In 1962, he was elected to the third Lok Sabha from Rajkot. Dhebar was connected with several institutions rendering social and educational services. In 1962, Dhebar was elected as the Chairman of the Khadi and Village Industries Commission of the Government of India. He was awarded the Padma Vibhushan, India's second-highest civilian honor, in 1973.

Dhebar died on 11 March 1977 at the age of 72.

==Views and Philanthropy==
===Attitude towards the British===
Prior to Indian Independence, Dhebar had conflicting views on the British based on different encounters with members of the British army. Political agent Major C.W.L. Harvey was one individual who Dhebar thought was incredibly wise, as he helped Dhebar persuade the State to not withdraw the permission to hold a session of the Kathiawar Political Conference in Rajkot in 1937. However, Dhebar also saw many officers as narrow-minded and vindictive.

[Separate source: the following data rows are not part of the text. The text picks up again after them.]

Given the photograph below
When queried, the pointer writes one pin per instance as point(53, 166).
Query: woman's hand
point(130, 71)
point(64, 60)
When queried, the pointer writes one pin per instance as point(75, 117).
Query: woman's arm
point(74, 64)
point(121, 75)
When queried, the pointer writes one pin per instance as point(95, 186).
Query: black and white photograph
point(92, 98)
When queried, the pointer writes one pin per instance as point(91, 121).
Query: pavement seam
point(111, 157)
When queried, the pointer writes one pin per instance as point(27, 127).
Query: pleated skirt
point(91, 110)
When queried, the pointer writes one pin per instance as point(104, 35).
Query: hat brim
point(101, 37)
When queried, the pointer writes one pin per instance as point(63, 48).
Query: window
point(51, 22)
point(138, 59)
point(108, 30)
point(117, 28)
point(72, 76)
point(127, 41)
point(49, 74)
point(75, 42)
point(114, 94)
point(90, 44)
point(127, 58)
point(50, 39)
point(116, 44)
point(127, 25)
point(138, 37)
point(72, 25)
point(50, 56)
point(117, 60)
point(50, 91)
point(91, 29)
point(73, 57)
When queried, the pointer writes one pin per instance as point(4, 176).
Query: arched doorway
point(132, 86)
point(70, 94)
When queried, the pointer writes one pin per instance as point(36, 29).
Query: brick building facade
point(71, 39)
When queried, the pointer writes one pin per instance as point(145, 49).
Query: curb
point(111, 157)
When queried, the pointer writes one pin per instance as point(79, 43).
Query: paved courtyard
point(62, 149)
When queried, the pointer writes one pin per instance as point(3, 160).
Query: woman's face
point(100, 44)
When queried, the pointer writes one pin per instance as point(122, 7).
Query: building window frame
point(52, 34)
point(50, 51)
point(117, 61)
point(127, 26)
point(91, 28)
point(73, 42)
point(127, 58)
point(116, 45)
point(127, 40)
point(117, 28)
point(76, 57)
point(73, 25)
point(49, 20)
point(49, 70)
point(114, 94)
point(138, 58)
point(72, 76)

While Dhebar was in prison, his wife died and the officers insisted that he must request and be granted parole to attend his wife's funeral.

===Hindu-Muslim Harmony===
Dhebar believed that the necessary means to resolving Hindu-Muslim tensions was to stop a few irresponsible leaders in both the Hindu and Muslim communities at proper times. He believed it was merely a law-and-order problem and that it was the responsibility of the State to be clear with the leadership in both communities. It was only when the State did not make a special effort to see that everybody fully enjoys equal rights, that the State lost the moral right to consider the issue as merely a law-and-order problem.

==Influences==
Dhebar credited Tolstoy as the "real influence" on his life. First introduced to him by Gandhiji's nephew, he believed Tolstoy influenced him to work with the weapons of peace and non-violence. He also received his social awareness of responsibility and his methodology of work from Tolstoy.

===Mahatma Gandhi===
Gandhi was Dhebar's biggest influence, with many of his ideas and qualities coming from Gandhi's approach and philosophies. From giving up his legal career to joining politics to participating in multiple Satyagrahas, these major decisions on Dhebar's life had been heavily influenced by Gandhi.

Two things that stood out most to Dhebar about Gandhi's approach were his solution to the problem of poverty and the principle of trusteeship. Rather than capitalizing for political purposes on the problem of poverty, Gandhi employed some of the people. It did not give the person everything they want but it did give hope to the person that they are being looked after. He did not want large scale producers to think of setting up the industries in the spheres where the traditional sector was doing its bit, simply out of motives of profit.